SpaceX Crew Dragon makes First nighttime splashdown with US astronauts since Apollo era



A SpaceX Dragon capsule carrying four astronauts returned to Earth early Sunday (May 2) with an ocean splashdown off the Florida coast, successfully completing the company's first full-fledged crewed mission to the International Space Station.

The astronauts of SpaceX's Crew-1 mission for NASA splashed down safely in the Gulf of Mexico near Panama City at 2:56 a.m. EDT (0656 GMT), with a recovery ship swiftly retrieving their Crew Dragon capsule from the sea. The spacecraft landed on target, marking the first nighttime splashdown of a U.S. crewed flight in 53 years. The last was NASA's Apollo 8 moon mission on Dec. 27, 1968. 


"Dragon, on behalf of NASA and SpaceX teams, we welcome you back to planet Earth and thanks for flying SpaceX. For those of you enrolled in our frequent flier program, you've earned 68 million miles [109 million kilometers] on this voyage," a SpaceX crew operations and resources engineer told the Crew-1 astronauts after splashdown. 

"It is good to be back on planet Earth," replied NASA astronaut Mike Hopkins, commander of the Crew-1 mission. "We'll take those miles. Are they transferable?"

The capsule left the space station on late Saturday (May 1) after bad weather at the mission's main splashdown site twice delayed the crew's return.

Crew-1 marked SpaceX's second crewed flight to the space station and its first such flight to last for six months. The mission launched into orbit Nov. 15. 

SpaceX's first astronaut mission, Demo-2 in May 2020, was a two-month test flight that carried two astronauts to the station. Although SpaceX's third crewed mission has launched already, today's return marked only the second crewed splashdown for the program. That third flight, called Crew-2, won't splash down until later this year.

This Crew-1 Dragon capsule, which astronauts nicknamed Resilience, carried Hopkins and his fellow NASA astronauts Victor Glover and Shannon Walker, as well as Japan Aerospace Exploration Agency (JAXA) astronaut Soichi Noguchi.

The capsule splashed into the Gulf of Mexico south of Panama City, Florida, where it was soon met by SpaceX recovery crews, who had to work under a cloak of darkness. 

"The vehicle is certified to land during the day or night, so there's not an issue with the vehicle itself," Steve Stitch, NASA's Commercial Crew program manager, said during live NASA commentary before splashdown. "And we've been practicing with the recovery crews to land in day or night." 

Stitch said SpaceX also recovered an uncrewed Dragon cargo ship from the ocean at night in January of this year. "The SpaceX crew recovered that vehicle at night, and the Crew and Cargo Dragons are pretty much identical," he said. "So we're well-prepared for this opportunity."
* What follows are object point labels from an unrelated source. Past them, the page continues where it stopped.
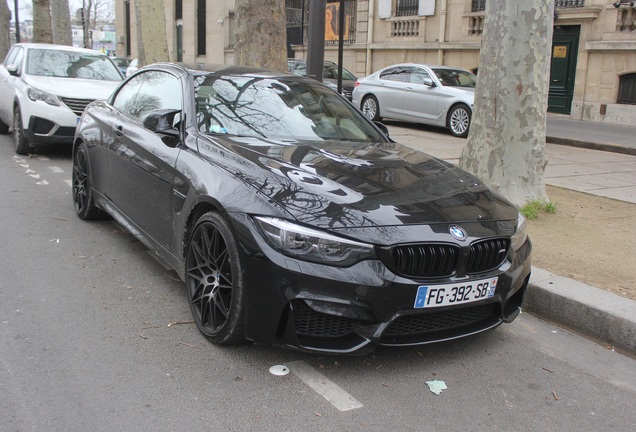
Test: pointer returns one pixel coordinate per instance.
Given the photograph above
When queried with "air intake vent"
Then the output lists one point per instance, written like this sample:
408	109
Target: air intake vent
487	255
425	260
77	105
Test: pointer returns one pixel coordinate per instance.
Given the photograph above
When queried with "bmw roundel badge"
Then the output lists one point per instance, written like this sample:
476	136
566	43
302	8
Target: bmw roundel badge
458	232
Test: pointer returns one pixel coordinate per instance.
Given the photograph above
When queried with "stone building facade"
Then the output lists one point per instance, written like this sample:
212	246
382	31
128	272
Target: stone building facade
593	76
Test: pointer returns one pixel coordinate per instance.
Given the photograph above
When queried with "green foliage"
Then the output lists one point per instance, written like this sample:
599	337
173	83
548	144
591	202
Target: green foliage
533	209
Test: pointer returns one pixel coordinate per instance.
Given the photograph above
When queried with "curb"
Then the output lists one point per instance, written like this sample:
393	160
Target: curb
613	148
591	311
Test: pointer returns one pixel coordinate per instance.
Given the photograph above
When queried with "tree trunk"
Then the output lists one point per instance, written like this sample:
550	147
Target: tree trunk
5	35
152	45
506	143
42	32
61	18
260	34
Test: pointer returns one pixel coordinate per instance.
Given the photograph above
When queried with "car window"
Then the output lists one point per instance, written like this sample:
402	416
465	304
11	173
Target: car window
148	92
419	76
455	77
70	64
10	58
277	108
396	74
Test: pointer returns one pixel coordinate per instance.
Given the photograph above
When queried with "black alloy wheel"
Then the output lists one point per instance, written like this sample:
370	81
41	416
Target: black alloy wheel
21	144
82	189
214	281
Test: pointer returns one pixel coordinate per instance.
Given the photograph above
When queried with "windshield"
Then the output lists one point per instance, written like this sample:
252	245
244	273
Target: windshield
284	108
71	64
455	77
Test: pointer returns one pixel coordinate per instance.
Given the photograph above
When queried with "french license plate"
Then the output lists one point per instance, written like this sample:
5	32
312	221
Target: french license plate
429	296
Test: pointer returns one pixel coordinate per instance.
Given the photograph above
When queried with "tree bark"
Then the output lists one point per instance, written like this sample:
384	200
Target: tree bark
61	17
152	45
42	32
5	35
506	142
260	34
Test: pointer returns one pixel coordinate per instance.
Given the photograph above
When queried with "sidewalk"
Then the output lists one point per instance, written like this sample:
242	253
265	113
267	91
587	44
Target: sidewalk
595	158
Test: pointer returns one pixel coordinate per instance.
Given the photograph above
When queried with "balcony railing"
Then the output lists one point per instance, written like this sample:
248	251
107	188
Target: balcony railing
405	28
480	5
625	18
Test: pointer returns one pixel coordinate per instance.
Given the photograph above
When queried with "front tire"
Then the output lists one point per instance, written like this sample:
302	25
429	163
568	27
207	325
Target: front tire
214	281
371	108
459	120
21	144
82	186
4	128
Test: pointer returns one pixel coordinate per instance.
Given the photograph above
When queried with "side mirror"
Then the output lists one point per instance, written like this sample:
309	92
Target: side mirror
163	121
13	69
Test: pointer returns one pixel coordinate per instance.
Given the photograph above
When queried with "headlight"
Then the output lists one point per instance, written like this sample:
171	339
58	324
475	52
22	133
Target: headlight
36	95
313	245
520	235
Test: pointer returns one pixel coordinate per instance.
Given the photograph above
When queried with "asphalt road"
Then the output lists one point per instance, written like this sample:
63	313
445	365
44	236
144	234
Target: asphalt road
86	343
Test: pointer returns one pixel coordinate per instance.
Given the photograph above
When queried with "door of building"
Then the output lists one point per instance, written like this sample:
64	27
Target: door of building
565	47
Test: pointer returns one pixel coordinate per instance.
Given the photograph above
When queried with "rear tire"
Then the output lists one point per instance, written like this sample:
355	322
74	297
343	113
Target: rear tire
371	108
458	121
20	143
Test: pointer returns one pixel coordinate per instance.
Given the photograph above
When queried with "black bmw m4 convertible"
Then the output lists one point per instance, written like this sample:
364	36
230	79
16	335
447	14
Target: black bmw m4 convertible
293	219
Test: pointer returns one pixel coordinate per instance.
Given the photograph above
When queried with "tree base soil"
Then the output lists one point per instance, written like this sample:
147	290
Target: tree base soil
590	239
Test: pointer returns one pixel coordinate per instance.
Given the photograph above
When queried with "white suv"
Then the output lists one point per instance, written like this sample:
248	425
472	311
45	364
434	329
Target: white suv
44	89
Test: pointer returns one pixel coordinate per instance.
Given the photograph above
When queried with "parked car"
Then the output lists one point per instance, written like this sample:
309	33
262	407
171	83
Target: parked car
132	67
122	64
329	76
45	88
433	95
291	218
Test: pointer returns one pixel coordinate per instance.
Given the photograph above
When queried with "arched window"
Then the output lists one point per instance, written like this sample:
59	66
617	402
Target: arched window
627	89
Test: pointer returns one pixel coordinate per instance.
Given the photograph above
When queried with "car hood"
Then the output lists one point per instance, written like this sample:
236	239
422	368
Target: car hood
337	184
73	87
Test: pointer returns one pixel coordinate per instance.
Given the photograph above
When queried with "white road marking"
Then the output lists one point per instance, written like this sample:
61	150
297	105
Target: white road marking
323	386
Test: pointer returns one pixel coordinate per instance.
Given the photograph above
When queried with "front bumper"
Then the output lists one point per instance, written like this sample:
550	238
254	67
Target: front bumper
321	308
45	124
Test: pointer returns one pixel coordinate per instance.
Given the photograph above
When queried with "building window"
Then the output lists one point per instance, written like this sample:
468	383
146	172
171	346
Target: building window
478	5
627	89
201	30
406	7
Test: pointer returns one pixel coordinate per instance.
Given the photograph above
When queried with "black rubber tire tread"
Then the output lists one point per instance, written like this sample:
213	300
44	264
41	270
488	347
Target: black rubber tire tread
20	143
82	187
214	278
370	99
458	108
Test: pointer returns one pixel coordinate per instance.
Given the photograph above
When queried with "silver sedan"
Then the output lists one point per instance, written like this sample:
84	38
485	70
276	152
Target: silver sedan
435	95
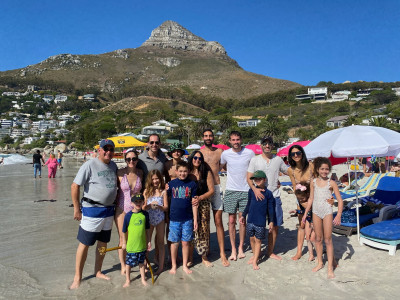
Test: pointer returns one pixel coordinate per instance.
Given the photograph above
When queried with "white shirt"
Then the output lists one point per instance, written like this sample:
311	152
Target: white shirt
237	164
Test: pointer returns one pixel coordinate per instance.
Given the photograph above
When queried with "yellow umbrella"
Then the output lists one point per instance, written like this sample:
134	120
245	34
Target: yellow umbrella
125	142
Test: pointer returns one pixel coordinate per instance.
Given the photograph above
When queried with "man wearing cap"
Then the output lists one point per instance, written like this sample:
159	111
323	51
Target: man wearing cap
152	158
176	152
271	165
99	179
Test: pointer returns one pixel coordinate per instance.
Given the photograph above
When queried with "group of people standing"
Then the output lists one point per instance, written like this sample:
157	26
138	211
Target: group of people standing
179	195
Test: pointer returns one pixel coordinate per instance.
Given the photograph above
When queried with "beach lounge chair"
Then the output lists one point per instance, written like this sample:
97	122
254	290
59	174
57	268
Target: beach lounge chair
387	193
366	189
384	235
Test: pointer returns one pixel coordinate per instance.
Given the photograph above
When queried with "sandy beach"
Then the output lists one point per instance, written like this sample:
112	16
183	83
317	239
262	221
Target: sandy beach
38	244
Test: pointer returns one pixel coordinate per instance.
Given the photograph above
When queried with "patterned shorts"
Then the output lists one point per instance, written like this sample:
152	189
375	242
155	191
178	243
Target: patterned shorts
234	200
134	259
180	231
254	230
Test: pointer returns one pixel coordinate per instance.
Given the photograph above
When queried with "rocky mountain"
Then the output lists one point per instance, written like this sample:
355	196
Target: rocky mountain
171	57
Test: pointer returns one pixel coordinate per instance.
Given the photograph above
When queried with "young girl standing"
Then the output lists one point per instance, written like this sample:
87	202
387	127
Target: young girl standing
320	193
302	193
156	204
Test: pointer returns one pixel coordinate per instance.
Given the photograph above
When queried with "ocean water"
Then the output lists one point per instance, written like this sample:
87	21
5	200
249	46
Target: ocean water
12	159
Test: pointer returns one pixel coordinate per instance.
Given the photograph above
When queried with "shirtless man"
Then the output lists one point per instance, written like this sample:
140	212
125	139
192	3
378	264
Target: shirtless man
176	152
212	156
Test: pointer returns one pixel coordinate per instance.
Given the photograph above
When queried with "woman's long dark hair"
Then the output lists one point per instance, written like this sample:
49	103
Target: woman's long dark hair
304	161
204	168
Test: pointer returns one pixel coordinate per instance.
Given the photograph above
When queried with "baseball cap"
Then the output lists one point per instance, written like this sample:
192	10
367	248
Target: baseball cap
258	174
267	139
137	197
106	142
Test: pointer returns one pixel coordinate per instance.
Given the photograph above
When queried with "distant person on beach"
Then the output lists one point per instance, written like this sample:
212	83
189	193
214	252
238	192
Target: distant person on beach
59	159
272	166
236	160
130	183
176	152
52	164
212	156
257	211
183	215
156	204
321	191
99	179
37	165
200	172
136	238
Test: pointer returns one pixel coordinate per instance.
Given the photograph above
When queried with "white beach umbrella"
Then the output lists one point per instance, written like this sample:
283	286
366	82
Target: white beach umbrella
193	147
355	141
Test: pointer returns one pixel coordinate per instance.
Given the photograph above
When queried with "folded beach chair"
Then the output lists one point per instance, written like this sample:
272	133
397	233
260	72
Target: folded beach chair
387	193
384	235
366	189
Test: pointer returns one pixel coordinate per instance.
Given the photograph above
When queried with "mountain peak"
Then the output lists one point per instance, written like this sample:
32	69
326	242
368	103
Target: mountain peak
170	34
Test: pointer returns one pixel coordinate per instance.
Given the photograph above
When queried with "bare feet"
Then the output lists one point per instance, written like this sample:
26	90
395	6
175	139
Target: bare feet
127	283
296	257
225	262
318	267
331	275
274	256
144	282
207	263
75	284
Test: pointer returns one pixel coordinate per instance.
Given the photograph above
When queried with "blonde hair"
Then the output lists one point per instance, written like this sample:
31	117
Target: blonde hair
149	189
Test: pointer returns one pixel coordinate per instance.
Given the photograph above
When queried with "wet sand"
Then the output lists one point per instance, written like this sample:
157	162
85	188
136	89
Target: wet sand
38	244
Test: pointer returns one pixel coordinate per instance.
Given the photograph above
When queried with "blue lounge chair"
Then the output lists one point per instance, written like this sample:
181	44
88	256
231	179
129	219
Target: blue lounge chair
387	193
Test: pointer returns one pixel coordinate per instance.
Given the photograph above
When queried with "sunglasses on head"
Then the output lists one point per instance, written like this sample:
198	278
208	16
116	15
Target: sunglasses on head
133	159
297	153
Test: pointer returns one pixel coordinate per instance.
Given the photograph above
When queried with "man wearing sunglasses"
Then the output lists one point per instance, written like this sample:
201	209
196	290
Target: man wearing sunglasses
152	158
95	211
271	165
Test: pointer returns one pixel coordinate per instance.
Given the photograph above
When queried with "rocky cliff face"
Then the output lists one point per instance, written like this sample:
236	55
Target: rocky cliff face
172	35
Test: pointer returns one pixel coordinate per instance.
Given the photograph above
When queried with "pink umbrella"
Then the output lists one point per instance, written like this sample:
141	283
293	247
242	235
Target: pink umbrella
222	146
255	148
285	151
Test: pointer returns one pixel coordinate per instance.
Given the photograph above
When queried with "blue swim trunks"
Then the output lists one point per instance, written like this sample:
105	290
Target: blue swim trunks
180	231
254	230
134	259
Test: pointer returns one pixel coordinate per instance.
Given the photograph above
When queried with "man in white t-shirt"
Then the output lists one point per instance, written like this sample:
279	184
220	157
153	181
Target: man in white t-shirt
271	165
237	160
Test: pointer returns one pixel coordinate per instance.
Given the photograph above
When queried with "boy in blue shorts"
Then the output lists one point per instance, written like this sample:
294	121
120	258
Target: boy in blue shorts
183	215
257	212
136	238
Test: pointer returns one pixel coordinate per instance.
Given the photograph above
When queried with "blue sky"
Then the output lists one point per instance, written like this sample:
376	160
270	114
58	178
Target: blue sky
303	41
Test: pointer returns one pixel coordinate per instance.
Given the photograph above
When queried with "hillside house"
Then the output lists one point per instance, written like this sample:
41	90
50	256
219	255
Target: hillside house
337	121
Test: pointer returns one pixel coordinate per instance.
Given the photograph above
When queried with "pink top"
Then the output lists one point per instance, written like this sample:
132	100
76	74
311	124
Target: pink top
124	199
51	162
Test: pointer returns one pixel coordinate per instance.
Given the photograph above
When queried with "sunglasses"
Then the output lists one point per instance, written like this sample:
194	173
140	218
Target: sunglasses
297	153
133	159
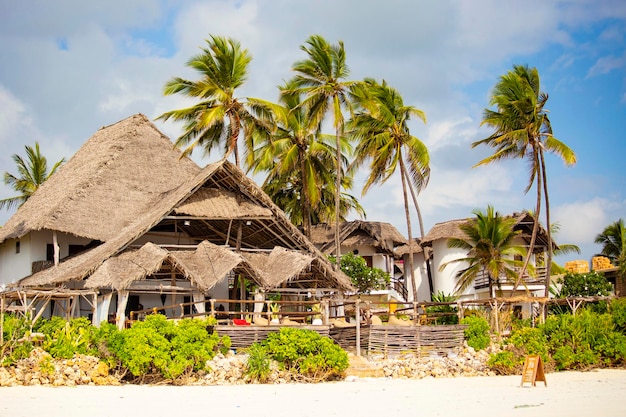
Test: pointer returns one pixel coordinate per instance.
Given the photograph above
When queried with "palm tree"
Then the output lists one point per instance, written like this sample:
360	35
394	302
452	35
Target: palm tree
523	131
381	129
285	193
295	154
219	116
490	250
32	172
321	77
613	241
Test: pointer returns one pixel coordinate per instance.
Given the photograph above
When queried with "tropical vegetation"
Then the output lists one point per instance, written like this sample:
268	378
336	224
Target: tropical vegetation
32	172
491	250
522	130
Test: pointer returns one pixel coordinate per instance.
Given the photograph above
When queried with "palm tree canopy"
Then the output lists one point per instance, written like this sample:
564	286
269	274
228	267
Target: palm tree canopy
490	248
322	78
218	116
381	129
521	122
32	172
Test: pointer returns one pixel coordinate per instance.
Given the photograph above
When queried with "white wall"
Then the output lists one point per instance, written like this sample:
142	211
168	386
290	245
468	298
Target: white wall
421	277
445	280
15	266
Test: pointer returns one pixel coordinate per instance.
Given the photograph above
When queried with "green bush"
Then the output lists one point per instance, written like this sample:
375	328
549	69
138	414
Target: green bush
64	339
158	347
259	361
506	362
446	314
16	345
477	332
305	353
617	309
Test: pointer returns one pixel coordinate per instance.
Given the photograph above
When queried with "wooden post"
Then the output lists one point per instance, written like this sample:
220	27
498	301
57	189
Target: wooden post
55	245
358	327
2	320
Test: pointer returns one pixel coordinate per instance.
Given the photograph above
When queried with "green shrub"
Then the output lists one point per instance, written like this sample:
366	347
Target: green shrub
618	312
259	361
306	354
64	339
16	345
158	347
477	332
506	362
447	313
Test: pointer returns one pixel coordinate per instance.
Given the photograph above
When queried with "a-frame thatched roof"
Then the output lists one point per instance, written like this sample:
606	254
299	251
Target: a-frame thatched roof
118	174
451	229
383	236
218	204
The process went more smoothly than the Demo-2 crew recovery, in August 2020, when NASA astronauts Doug Hurley and Bob Behnken were met by a small flotilla of private boats. This time, SpaceX and the Coast Guard refined safety procedures to ensure no civilians came too close to the capsule, just in case it leaked fuel.

Crew-1 overlapped for about a week in orbit with its successor, the four-astronaut Crew-2 mission. That crew includes NASA astronauts Shane Kimbrough and Megan McArthur, JAXA astronaut Akihiko Hoshide and European Space Agency astronaut Thomas Pesquet. The quartet will remain in orbit until the fall, when the Crew-3 mission will head to space to take their place.

SpaceX is one of two commercial companies with NASA contracts to fly astronauts in space. The other company, Boeing, is developing its Starliner crew capsule for NASA missions. That vehicle is expected to fly on a second uncrewed test flight later this year but has not yet flown astronauts.


Meanwhile, SpaceX's Crew-3 mission for NASA will launch in the fall. The company will also launch four civilians on a private Crew Dragon mission, called Inspiration4, funded by American billionaire Jared Isaacman. That mission is scheduled to launch Sept. 15 on the Crew Dragon Resilience, the same one used by the Crew-1 astronauts, but will not visit the International Space Station.